Miracles Do Come True
When Sandra Cisneros, the acclaimed author of The House on Mango Street, put her funky San Antonio house up for sale last year, it sparked chatter on why the local literary legend would leave behind the city she helped define. But Cisneros has not left Texas yet and will be available for a book-signing at the Cara Mía Theatre Co.’s debut of Milagritos, a play based in part on “Little Miracles, Kept Promises” a vignette from her short-story collection Woman Hollering Creek. The troupe will sing and dance to tell the saga of a devout female painter who is ostracized by her family and community because she is a fiercely independent outsider, and who petitions the Virgin of Guadalupe and various saints for strength. The poetry of Cisneros’s award-winning prose is especially beautiful when spoken on stage. “Her use of language is phenomenal,” said David Lozano, who will direct Marisela Barrera’s adaptation for the first time. “One actress said, ‘I feel like I’m performing Shakespeare.’ The sounds of the words—especially the vowels—really express emotion.”
Cara Mía Theatre Co., December 1-15, various times, caramiatheatre.org

HOUSTON

Tempered Glass
Philip Glass, the cabbie turned highly influential minimalist composer, will close out the Menil Collection’s twenty-fifth anniversary festivities with a performance including a piece written for the Houston museum.
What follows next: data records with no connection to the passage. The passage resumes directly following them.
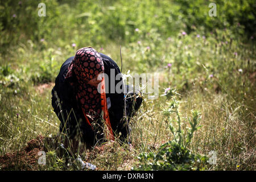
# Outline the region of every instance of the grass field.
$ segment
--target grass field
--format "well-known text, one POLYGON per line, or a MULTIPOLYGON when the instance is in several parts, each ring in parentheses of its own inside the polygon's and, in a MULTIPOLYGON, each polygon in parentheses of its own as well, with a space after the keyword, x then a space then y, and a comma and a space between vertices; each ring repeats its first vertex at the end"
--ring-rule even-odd
MULTIPOLYGON (((37 163, 39 150, 25 150, 34 154, 28 159, 19 151, 39 135, 51 139, 58 134, 51 91, 62 63, 90 46, 121 67, 120 46, 123 73, 157 72, 160 94, 167 88, 179 94, 156 100, 143 96, 131 120, 133 149, 110 142, 104 150, 81 154, 84 161, 98 170, 130 170, 150 163, 152 159, 143 162, 140 154, 156 154, 174 140, 170 123, 187 137, 191 111, 197 110, 200 127, 184 150, 208 158, 213 151, 217 161, 189 163, 191 169, 255 169, 253 1, 217 1, 217 17, 208 15, 210 2, 204 1, 45 1, 45 17, 38 15, 39 1, 0 4, 0 169, 79 169, 67 167, 67 159, 49 146, 44 148, 45 166, 37 163), (170 110, 174 100, 180 125, 170 110)), ((41 142, 38 138, 35 148, 41 142)), ((176 169, 187 169, 182 166, 176 169)))

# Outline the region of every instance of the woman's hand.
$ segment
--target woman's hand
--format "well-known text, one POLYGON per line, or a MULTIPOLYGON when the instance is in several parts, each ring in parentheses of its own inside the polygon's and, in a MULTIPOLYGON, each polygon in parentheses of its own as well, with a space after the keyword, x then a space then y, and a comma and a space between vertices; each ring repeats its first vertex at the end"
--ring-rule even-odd
POLYGON ((100 73, 98 73, 98 75, 96 75, 93 78, 90 80, 90 81, 88 81, 88 84, 95 87, 97 87, 98 84, 100 84, 101 82, 101 80, 102 80, 102 77, 99 76, 98 77, 98 76, 99 76, 100 74, 102 73, 103 72, 101 72, 100 73))

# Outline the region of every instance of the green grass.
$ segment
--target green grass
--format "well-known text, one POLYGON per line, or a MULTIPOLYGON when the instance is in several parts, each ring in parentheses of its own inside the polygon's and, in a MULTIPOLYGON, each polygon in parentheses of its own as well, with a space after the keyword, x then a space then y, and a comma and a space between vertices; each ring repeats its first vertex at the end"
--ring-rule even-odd
MULTIPOLYGON (((51 99, 54 84, 44 90, 42 88, 47 85, 45 83, 54 82, 61 64, 67 58, 81 47, 92 46, 110 56, 121 68, 121 45, 123 73, 128 70, 138 73, 156 72, 159 73, 160 94, 168 87, 177 89, 183 130, 186 131, 189 126, 185 121, 191 117, 191 111, 200 111, 199 125, 201 127, 194 134, 188 148, 202 155, 208 155, 210 151, 216 152, 217 164, 208 164, 204 166, 205 169, 255 169, 255 39, 241 35, 241 32, 242 35, 246 32, 244 26, 229 22, 226 29, 206 30, 204 27, 210 28, 207 24, 208 17, 202 26, 195 24, 192 30, 187 29, 189 19, 175 19, 178 15, 186 17, 185 13, 179 10, 183 6, 177 3, 172 6, 165 1, 156 7, 154 5, 157 1, 145 1, 139 6, 134 4, 133 7, 124 1, 116 2, 111 6, 117 10, 113 12, 112 19, 113 10, 108 3, 112 1, 103 4, 96 2, 88 10, 95 13, 90 20, 86 16, 74 18, 76 14, 84 13, 82 7, 77 8, 80 4, 76 5, 79 13, 75 13, 76 6, 64 3, 57 6, 56 1, 53 2, 48 12, 50 17, 54 14, 55 16, 52 17, 56 19, 41 20, 46 25, 41 30, 34 25, 35 31, 28 33, 27 30, 27 33, 21 24, 15 24, 15 34, 11 31, 13 27, 5 27, 2 22, 1 26, 9 28, 3 29, 3 35, 9 39, 14 38, 10 40, 1 35, 0 39, 3 47, 0 56, 0 156, 22 150, 28 140, 39 135, 57 134, 60 121, 53 112, 51 99), (144 10, 146 13, 138 13, 137 20, 131 13, 132 8, 144 10), (126 10, 122 12, 123 9, 126 10), (102 16, 102 10, 106 9, 109 9, 106 10, 107 14, 102 16), (67 10, 71 13, 64 13, 67 10), (171 15, 170 10, 172 10, 171 15), (119 16, 121 12, 123 16, 119 16), (158 14, 162 22, 149 19, 148 16, 154 14, 158 14), (59 21, 58 17, 61 18, 59 21), (165 24, 170 17, 175 23, 165 24), (60 21, 63 24, 59 24, 60 21), (80 25, 83 21, 86 23, 89 21, 88 29, 80 25), (100 26, 94 24, 96 22, 100 26), (58 26, 67 28, 57 29, 52 35, 50 32, 58 26), (100 28, 101 26, 108 26, 102 30, 100 28), (116 32, 110 34, 113 27, 115 27, 113 30, 116 32), (162 31, 159 30, 161 27, 162 31), (138 32, 135 31, 136 28, 138 32), (188 35, 183 35, 183 31, 188 35), (92 40, 93 35, 96 39, 92 40), (44 40, 40 41, 42 38, 44 40), (75 47, 72 47, 73 43, 76 44, 75 47), (166 68, 169 63, 172 64, 171 68, 166 68)), ((6 9, 6 14, 11 16, 14 13, 8 11, 11 9, 6 9)), ((225 17, 223 15, 216 21, 222 21, 225 17)), ((199 18, 193 20, 195 23, 201 19, 199 18)), ((6 22, 11 22, 9 18, 6 22)), ((24 15, 19 18, 20 22, 27 20, 24 15)), ((35 23, 43 23, 35 19, 35 23)), ((6 22, 6 25, 9 24, 6 22)), ((132 119, 134 149, 129 150, 126 146, 112 143, 105 151, 99 151, 96 148, 82 154, 84 160, 100 170, 130 169, 139 166, 139 154, 156 153, 162 144, 173 139, 163 111, 169 101, 165 97, 150 100, 147 95, 144 96, 141 109, 132 119)), ((49 147, 46 166, 35 164, 24 167, 18 163, 11 169, 77 169, 76 166, 67 168, 65 159, 58 154, 57 150, 49 147)))

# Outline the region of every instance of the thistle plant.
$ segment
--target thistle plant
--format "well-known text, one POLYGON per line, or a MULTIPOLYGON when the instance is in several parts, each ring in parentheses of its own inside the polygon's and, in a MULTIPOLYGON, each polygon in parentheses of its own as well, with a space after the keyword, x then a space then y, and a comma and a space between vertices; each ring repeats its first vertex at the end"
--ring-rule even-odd
POLYGON ((171 100, 168 107, 164 109, 163 114, 167 119, 170 130, 172 134, 171 140, 162 145, 156 152, 143 152, 138 159, 141 165, 134 167, 134 170, 197 170, 204 169, 207 159, 205 156, 192 153, 188 148, 194 133, 200 126, 197 125, 200 119, 200 113, 191 111, 191 119, 188 121, 190 127, 184 131, 181 129, 182 122, 179 113, 179 94, 175 89, 166 89, 163 95, 167 100, 171 100), (175 126, 176 124, 177 127, 175 126))

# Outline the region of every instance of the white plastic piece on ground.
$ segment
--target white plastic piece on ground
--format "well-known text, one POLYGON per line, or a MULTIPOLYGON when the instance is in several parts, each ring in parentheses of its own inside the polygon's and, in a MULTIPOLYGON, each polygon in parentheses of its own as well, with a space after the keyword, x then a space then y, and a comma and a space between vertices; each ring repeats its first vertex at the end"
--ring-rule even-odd
POLYGON ((91 170, 95 170, 96 169, 96 166, 89 163, 85 163, 80 158, 78 158, 76 160, 81 164, 82 169, 85 167, 91 170))

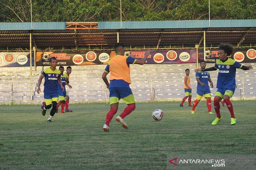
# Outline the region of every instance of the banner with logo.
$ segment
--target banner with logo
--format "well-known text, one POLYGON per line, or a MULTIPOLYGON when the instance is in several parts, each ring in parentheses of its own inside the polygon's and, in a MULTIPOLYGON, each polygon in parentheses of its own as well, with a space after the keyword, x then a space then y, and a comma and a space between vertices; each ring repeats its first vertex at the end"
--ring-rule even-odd
MULTIPOLYGON (((32 54, 32 65, 34 66, 34 54, 32 54)), ((29 52, 0 53, 0 67, 29 66, 29 52)))
MULTIPOLYGON (((205 61, 208 63, 215 63, 219 59, 218 50, 207 50, 205 51, 205 61)), ((235 49, 233 54, 229 56, 239 63, 256 63, 256 50, 253 48, 235 49)), ((204 53, 200 51, 198 54, 198 60, 204 59, 204 53)))
POLYGON ((58 65, 72 66, 107 64, 115 52, 40 52, 36 53, 36 64, 50 65, 51 58, 57 59, 58 65))
MULTIPOLYGON (((149 51, 146 63, 189 63, 196 62, 196 50, 149 51)), ((125 55, 140 59, 144 57, 145 51, 127 51, 125 55)), ((116 55, 114 51, 106 52, 37 52, 36 65, 50 65, 49 60, 56 57, 58 65, 83 65, 107 64, 116 55)))

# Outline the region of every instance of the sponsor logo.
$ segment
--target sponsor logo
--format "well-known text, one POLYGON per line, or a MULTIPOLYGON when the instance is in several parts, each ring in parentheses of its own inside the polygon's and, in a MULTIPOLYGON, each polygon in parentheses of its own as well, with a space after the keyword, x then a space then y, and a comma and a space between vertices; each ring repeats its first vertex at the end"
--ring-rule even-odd
POLYGON ((81 64, 84 62, 84 57, 80 54, 76 54, 73 57, 72 61, 76 64, 81 64))
POLYGON ((49 77, 48 78, 48 80, 57 80, 58 78, 52 78, 49 77))
POLYGON ((187 52, 182 52, 180 54, 179 57, 182 61, 186 62, 190 59, 190 55, 187 52))
POLYGON ((161 63, 164 61, 164 58, 162 54, 158 53, 155 55, 153 59, 156 63, 161 63))
POLYGON ((50 56, 55 57, 58 60, 69 60, 70 59, 70 56, 67 56, 67 53, 51 53, 50 56))
POLYGON ((228 70, 220 70, 219 72, 221 73, 228 73, 229 71, 228 70))
POLYGON ((246 52, 246 55, 249 59, 253 60, 256 58, 256 50, 249 49, 246 52))
POLYGON ((4 56, 4 60, 6 63, 10 64, 14 61, 14 55, 10 53, 6 53, 4 56))
POLYGON ((19 64, 24 65, 28 62, 28 57, 24 54, 19 55, 17 57, 17 63, 19 64))
MULTIPOLYGON (((145 55, 145 51, 131 51, 132 55, 134 56, 135 58, 142 58, 144 57, 145 55)), ((147 58, 151 58, 151 55, 149 54, 147 58)))
POLYGON ((234 59, 237 62, 242 62, 244 59, 244 55, 242 52, 236 52, 234 54, 234 59))
POLYGON ((99 56, 99 59, 101 63, 106 63, 109 60, 109 55, 106 53, 102 53, 99 56))
POLYGON ((166 53, 167 59, 171 61, 175 60, 177 58, 177 53, 172 50, 169 51, 166 53))
POLYGON ((92 62, 96 59, 96 53, 93 51, 89 51, 86 53, 85 58, 88 61, 92 62))

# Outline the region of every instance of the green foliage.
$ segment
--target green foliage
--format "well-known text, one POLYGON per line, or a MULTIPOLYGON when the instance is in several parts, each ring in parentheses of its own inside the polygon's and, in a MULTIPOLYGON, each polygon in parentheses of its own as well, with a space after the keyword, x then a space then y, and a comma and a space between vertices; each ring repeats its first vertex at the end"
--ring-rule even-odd
MULTIPOLYGON (((122 20, 206 20, 208 0, 122 0, 122 20)), ((256 18, 255 0, 210 0, 211 19, 256 18)), ((34 22, 120 20, 119 0, 32 1, 34 22)), ((1 0, 0 22, 30 22, 30 0, 1 0)))

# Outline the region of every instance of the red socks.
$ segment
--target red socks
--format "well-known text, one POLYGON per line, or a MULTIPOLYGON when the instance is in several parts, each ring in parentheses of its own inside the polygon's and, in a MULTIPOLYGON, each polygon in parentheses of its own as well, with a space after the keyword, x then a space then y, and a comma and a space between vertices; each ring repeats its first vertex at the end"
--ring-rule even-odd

Long gone are tickets to the 1,108 seats in the great tent on the front lawn where Glass will play, but patrons are welcome to occupy the rest of the grounds to hear him. He will run through several etudes and jump from “Metamorphoses,” the set of pieces inspired by Errol Morris’s film The Thin Blue Line and a staging of Franz Kafka’s The Metamorphosis, to “Wichita Vortex Sutra,” a collaboration with Allen Ginsberg on his anti-war poem. Listen for étude No. 17, the debut of an original work commissioned by the Menil.
The Menil Collection, December 2, 12 p.m., menil.org

NEW BRAUNFELS

Assail the Wassail
Wassail acts as both a noun and a verb. Wassail is a warm, alcoholic beverage—traditionally a mulled wine or ale served with apples. And in a practice called “wassailing,” people take the drink from door to door, passing out bowls like carolers would dole out songs. Wassailfest in downtown New Braunfels—a community with strong ties to this German tradition—carries on the ritual in earnest. About fifty vendors prepare their own batches of wassail in pursuit of one of three “wassail meister” awards. This fuels people to sing “Here We Go A-Wassailing” under the glow of 100,000 Christmas lights and to the sounds of a street-corner oompah band.
Downtown, December 6, 6 p.m., nbtexas.org 

HOUSTON

Walk the Line
Billy Lynn’s Long Halftime Walk, the debut novel by the Dallas author Ben Fountain, has been deemed the Catch-22 of the Iraq War, and universalizes the American identity so well that Texans fans at this Houston reading are likely to excuse all of the Cowboys references.
Domy Books, December 3, 6:30 p.m., domystore.com 

DALLAS

Reconsider This
The theme of this year’s TEDxSMU, part of the international “smart person” speaker series, is “re:think”—as in Helen Fisher, a biological anthropologist, rethinking the meaning of love.